Plazzotta's animated stillness in bronze

"I'm calmer now." As we stroll among the bronzes in his elegant slant-ceilinged Chelsea studio, scultor Enzo Plazzota reflects on his career. He pauses before a rugged torso from an earlier period. "Movement is more sensational," he says, "but the calmness of a sculpture in repose . . ." -- gesturing to a recent life-size standing figure -- "somehow you live with that."

Mr. Plazzotta, whose work is on exhibition at New York's Wildenstein Gallery from Feb. 5 to March 7, has earned his calmness. Michelangelo and Rodin figure in his conversation. In an age when sculpture includes tree stumps, old rope, and welded car parts, he has clung to bronze. Through the years of the cubist and futurist legacy -- the excitements of pop art, op art, and minimal art -- he has kept his eye on classical renderings of the human form. Even his technique is traditional: Shunning clay and plasticene, he is one of the few who still model in wax. "It's got a magic to it," he says, almost reverently.

His work has gone, roughly, through three stages -- although the development has not been strictly chronological. "L'Arrivee" (1965) is an armless and agonized male body, resembling a runner about to stumble from exhaustion. "Implosion III" (1969), a contorted torso, looks like something hacked from hard rubber with a dull ax. Both are powerful, tense.

This sense of movement next took him into a study of dancers. It resulted, in the early 1970s, in a melding of that earlier rough-cast energy with the grace and elan of ballet. With studies of Margot Fonteyn, Rudolf Nureyev, Antoinette Sibley, and Anthony Dowell, and more recently, david Wall and Ivan Nagy, he has challenged the stability of bronze, capturing an instant of stillness amid motion ("Sur les Pointes," 1975) and freezing energy in midair ("Jetee," 1975).
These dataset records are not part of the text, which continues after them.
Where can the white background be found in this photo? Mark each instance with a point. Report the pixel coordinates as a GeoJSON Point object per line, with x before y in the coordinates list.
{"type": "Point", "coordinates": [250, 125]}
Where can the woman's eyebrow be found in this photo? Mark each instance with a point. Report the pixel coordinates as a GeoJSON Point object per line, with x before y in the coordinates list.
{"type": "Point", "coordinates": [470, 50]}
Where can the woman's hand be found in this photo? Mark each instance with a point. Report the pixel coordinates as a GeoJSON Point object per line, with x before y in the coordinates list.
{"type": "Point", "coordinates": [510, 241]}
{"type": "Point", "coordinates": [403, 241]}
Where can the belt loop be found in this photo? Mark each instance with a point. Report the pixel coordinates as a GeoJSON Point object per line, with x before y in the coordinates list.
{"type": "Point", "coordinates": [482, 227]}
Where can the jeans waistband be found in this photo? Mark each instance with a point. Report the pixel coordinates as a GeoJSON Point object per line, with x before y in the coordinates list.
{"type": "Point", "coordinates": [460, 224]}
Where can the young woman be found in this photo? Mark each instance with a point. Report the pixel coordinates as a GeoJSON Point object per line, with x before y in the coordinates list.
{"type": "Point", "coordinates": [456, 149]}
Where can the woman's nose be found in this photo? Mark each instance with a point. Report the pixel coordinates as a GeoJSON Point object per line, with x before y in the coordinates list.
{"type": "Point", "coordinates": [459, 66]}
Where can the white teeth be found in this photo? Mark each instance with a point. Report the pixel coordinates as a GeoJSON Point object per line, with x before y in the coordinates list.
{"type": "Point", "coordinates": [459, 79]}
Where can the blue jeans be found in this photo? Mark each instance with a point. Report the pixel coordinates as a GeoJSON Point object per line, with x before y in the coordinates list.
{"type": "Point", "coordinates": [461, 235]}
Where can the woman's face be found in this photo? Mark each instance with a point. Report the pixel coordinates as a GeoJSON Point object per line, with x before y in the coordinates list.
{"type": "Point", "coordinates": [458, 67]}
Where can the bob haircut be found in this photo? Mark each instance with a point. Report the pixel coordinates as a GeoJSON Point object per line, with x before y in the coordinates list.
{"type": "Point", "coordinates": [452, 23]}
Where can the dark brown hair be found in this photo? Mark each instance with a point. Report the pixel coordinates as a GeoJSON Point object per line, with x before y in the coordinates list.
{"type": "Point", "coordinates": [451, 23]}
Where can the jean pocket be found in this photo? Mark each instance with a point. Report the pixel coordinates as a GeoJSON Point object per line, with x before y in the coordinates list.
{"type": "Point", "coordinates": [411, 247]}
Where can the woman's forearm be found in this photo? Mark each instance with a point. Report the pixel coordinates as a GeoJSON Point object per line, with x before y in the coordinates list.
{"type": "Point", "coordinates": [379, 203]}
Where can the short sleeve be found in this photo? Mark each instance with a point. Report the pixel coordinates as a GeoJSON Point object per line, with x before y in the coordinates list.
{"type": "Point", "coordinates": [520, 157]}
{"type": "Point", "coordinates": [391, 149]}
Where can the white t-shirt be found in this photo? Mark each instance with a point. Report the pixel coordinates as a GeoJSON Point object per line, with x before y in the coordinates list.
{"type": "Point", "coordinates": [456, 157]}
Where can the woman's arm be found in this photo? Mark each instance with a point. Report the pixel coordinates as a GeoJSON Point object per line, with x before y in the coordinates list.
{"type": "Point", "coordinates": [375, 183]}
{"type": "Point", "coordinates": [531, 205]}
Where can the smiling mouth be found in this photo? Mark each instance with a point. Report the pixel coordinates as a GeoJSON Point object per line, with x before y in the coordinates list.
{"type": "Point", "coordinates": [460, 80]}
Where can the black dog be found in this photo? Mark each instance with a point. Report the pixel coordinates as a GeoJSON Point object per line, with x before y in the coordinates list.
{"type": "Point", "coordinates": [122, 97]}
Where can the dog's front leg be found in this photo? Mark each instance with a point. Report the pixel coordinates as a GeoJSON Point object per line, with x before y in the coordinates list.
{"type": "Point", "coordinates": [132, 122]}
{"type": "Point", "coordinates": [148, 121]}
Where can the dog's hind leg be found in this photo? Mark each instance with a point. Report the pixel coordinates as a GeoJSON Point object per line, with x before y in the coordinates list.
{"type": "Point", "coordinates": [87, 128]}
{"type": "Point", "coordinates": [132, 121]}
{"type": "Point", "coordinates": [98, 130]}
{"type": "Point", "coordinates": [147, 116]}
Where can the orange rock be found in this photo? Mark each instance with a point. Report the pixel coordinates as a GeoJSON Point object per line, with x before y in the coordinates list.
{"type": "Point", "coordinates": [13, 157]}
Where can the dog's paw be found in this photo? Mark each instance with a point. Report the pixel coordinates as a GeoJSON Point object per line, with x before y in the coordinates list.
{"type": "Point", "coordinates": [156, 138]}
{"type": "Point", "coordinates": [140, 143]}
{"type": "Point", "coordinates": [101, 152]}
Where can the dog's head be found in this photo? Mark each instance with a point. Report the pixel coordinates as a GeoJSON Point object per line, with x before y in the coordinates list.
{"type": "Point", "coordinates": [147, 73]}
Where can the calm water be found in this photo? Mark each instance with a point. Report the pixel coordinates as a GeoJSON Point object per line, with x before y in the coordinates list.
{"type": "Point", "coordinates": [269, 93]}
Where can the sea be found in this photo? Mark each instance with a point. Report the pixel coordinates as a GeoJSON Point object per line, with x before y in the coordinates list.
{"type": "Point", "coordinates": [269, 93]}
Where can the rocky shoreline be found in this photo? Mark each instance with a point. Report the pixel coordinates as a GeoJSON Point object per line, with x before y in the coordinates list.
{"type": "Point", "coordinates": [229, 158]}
He now favors dancers at rest and still figures. The serenity of simple moments dominates, as in some of his beautiful formed and suprisingly unsensual nudes -- and, in a different way, in several heads of jesus.

The result is a studied ability to compose forms which, saying little, simply are themselves. What sort of comment does this formal, classical work make on the world? Mr. Plazzotta, his benign North Italian features flickering into a smile, shrugs. "It is fruitless to become a messenger of a creed," he says. Recalling some earlier tortured studies named "Hiroshima" and "Warriors," he remembers that "i did go through a period when I wanted to make a comment." But even Picasso's "Guernica," he notes, hasn't changed the world. He now feels there is "no answer in terms of giving a direct pronouncement through one's work."

His philosophy sets him at right angles to many recent artistic thinkers -- yet brings him parallel to some others. As W. H. Auden said in his masterful elegy on William Butler Yeats, "Poetry makes nothing happen. It survives." It was a lesson that Yeats, who longed to reform Ireland through words, spent many years learning. In the end, he might well have agreed with Mr. Plazzotta's goal: "Simply to be true to onself and describe life as one sees it."